The Earth Club has collected invasive species around Ridgeview, installed recycling bins, installed a refillable water bottle water fountain at the school and purchased and installed motion-activated cameras for the Crosby Sanctuary. The club has been to Tallahassee twice to speak with legislators about Clay County environmental hurdles like algae bloom in the St. Johns River, too.

“When we initially started the club, our teacher [Donna Foley], said it had been tried multiple times in the past without success, so it was disheartening,” Chen said. “She said people tried it and that students just weren’t interested. So, when we started the Earth Club, we knew we had to find some way to make it interesting.”

Chen said the club’s lifespan, completed projects and members indicate success to him. The secret was finding a way to make it fun and interesting in a way that inspired not just one grade of students, but all grades of students, Chen said. The club today consists of students from all grade levels at Ridgeview and will continue to work after Chen and his friends toward the next step in their lives.

For Chen, that will be MIT.

Chen will pursue a degree in electrical engineering and computer science with a potential minor in political science. He plans to merge his passion for the environment with engineering.

“There’s one guy from Florida at MIT that I’ve met and he started an environmental action group so I’ll probably join that,” Chen said. “They use engineering to help out the environment. For example, they work with a lot of mining companies to improve the process and make it more environmentally sound.”

Chen said there’s also an advocacy side to environmental groups at MIT that march in the name of finding solutions to climate change. While his work in Clay County is soon coming to a close, there’s still one major project of Chen’s yet to come to life.

“We were planning this Earth Day event where we’d go to Ridgeview Elementary and set up cool booths and have a parade throughout the entire school day,” Chen said. “Everything was going to be environmental-themed and it would be fun and educational at the same time.”

Chen said sculptures made of recycled water bottles would have been there as would other fair-like staples like face painting.
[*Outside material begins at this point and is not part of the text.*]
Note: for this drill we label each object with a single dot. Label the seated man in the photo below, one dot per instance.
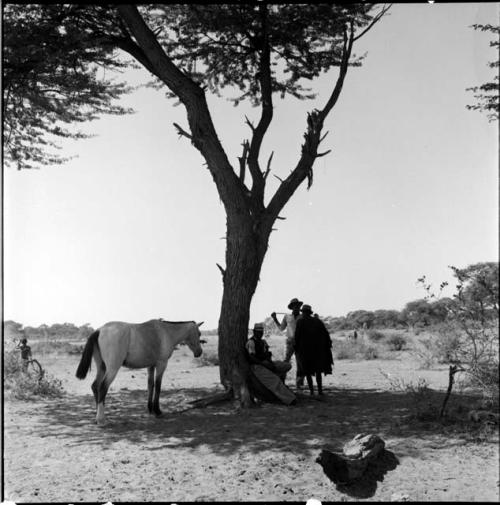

The club made all of these plans but soon realized they needed more funding. Chen and the club sold food from his parents’ restaurant in Green Cove Springs’ Spring Park during the annual CalaVida festival to raise money. They raised about $1,000 and spent some of that on a refillable water bottle fountain the school needed.

Needing more money, Chen looked into grants. It was in this search that he stumbled upon the Earth Day Scholarship that is now helping pave the way for him at MIT. That doesn’t mean the Earth Club’s celebration isn’t happening though.
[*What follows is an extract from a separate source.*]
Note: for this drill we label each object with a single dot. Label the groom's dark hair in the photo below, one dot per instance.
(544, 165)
“Unfortunately, because of the coronavirus, we weren’t able to carry out our plans,” Chen said. “We have, though, already picked out and decided who will lead the Earth Club next year and we’re already talking about how to continue the plans and make the celebration happen next year.”

That’s what the Earth Club and Chen’s passion for the environment is all about, he said.

“The environment is something that should be argued over or debated about at all,” Chen said. “No matter what you’re doing, if you help the environment, you’re helping the world and that’s what we need to remember. There’s a responsibility for our generation because our generation will feel the effects of things people are doing right now.

“It’s important to inspire our generation to be invested and care about it. We’ll be the ones to have the opportunity to make a lasting impact.”